Current statistics show that this three-stage approach yields good results for up to five years, with a success rate comparable to the prosthetics techniques that were used before bonding changed the face of dentistry . “The numbers show that, even on very damaged teeth, bonding does not risk failure", insists Prof. Vanheusden. Are the techniques described here superior to “traditional" procedures ? For the moment, in the absence of sufficient experience, we cannot say yes. controle tooth wearHowever, the head of the dentistry department is convinced that they are. “A crown is much more aggressive procedure than bonding: in order to fit a crown you need, for example, to remove 3 times more tissue near the gum than for a facet bonding. From a biological point of view, the bonded facets are much less aggressive. They represent immense progress making it possible to achieve great things even in very advanced cases”.

Currently, faced by the difficulties of treating cases of very advanced tooth wear, a large number of dentists prefer to send the patients concerned to university services such as that of Prof. Vanheusden.
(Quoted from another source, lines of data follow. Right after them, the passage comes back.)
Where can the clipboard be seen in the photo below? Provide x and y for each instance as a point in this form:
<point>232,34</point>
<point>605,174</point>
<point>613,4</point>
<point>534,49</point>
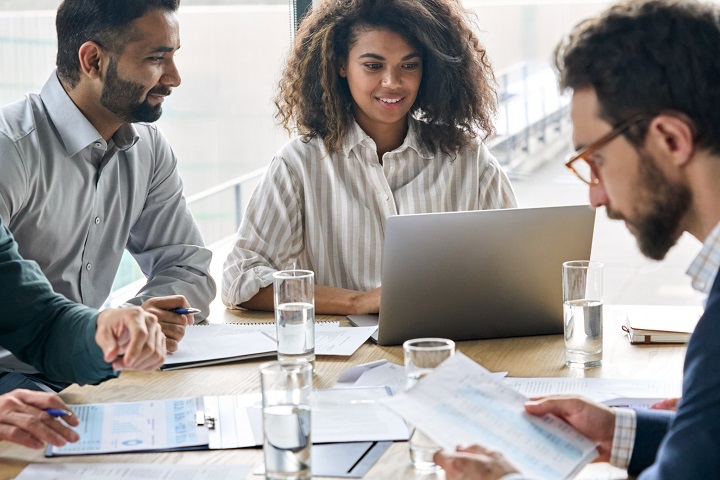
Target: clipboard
<point>224,422</point>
Others follow the training and retraining offered (for example in Liege), in order to become familiar with the procedure that needs to be scrupulously followed. Some are already applying this procedure. In all cases, what is important is that the message gets through: tooth wear or erosion must be treated as soon as possible in dental practices or by a specialized service. And even for critical situations there are efficient solutions. A demonstration perhaps that tooth wear does not win.

Vanheusden, Alain , Approche prothétique rationnelle et conservatrice d'usure dentaire avancée, in Revue d'Odonto-Stomatologie [=ROS] (2014), 43(3), 251-268 Septembre 2014.